NEW YORK (GenomeWeb) – The oral and gut microbiomes of people with rheumatoid arthritis differ from those of healthy people, according to researchers from BGI and elsewhere. They further reported that this dysbiosis was partially resolved following treatment.
Rheumatoid arthritis is an autoimmune disorder that affects some 1.5 million people in the US and is marked by joint inflammation and fatigue. While BGI's Jun Wang and his colleagues noted that the etiology of the disease remains elusive, they added that both genetic and environmental — including microbial — factors appear to influence disease development.
Wang and his colleagues performed both metagenomic shotgun sequencing and metagenome-wide association studies of fecal, dental, and salivary samples from people with RA and controls, as they reported in Nature Medicine today. The oral and gut microbiomes of people with RA differed from controls in both the composition and functions of the microbes present, but patients treated with disease-modifying antirheumatic drugs (DMARDS) had microbiomes that began to resemble those of controls, they said.
"Our [study] supports the notion that RA represents a state of chronic inflammation that might be provoked or aggravated by the overgrowth of pathogenic bacteria or a lack of immune-modulating commensal bacteria," Wang and his colleagues said in their paper. "These findings are a first step toward microbiome-based therapeutics and patient stratification in preclinical and clinical phases of RA."
To examine the gut and oral microbiomes of RA patients, the researchers collected 212 fecal samples from 77 treatment-naïve patients, 21 patients treated with DMARDs, and 97 controls. They also obtained dental samples from 54 treatment-naïve RA patients and 51 controls, and saliva samples from 51 patients and 47 controls. They noted that 69 participants gave a complete set of all three sample types.
They carried out metagenomic shotgun sequencing on all of these samples. After assembling these sequences, the researchers uncovered gene markers that were enriched in patients as compared to controls and clustered these into metagenomic linkage groups (MLGs).

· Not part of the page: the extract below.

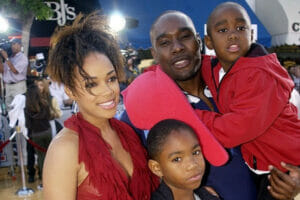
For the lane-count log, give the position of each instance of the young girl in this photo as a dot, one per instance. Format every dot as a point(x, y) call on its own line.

For instance, they reported that RA-enriched MLGs included Clostridium asparagiforme, Gordonibacter pamelaeae, Eggerthella lenta, and Lachnospiraceae bacterium, and noted that a few control MLGs were negatively correlated with RA MLGs — like Klebsiella pneumoniae and Bacteroides species — which they said suggests an antagonistic or mutually exclusive relationship.
Similarly, the oral microbiomes of RA patients differed from controls, as the researchers found that, among other differences, Rothia aeria was enriched in control saliva, while Rothia mucilaginosa–like MLGs were enriched in RA saliva and dental plaques and Rothia dentocariosa was enriched in RA dental plaques.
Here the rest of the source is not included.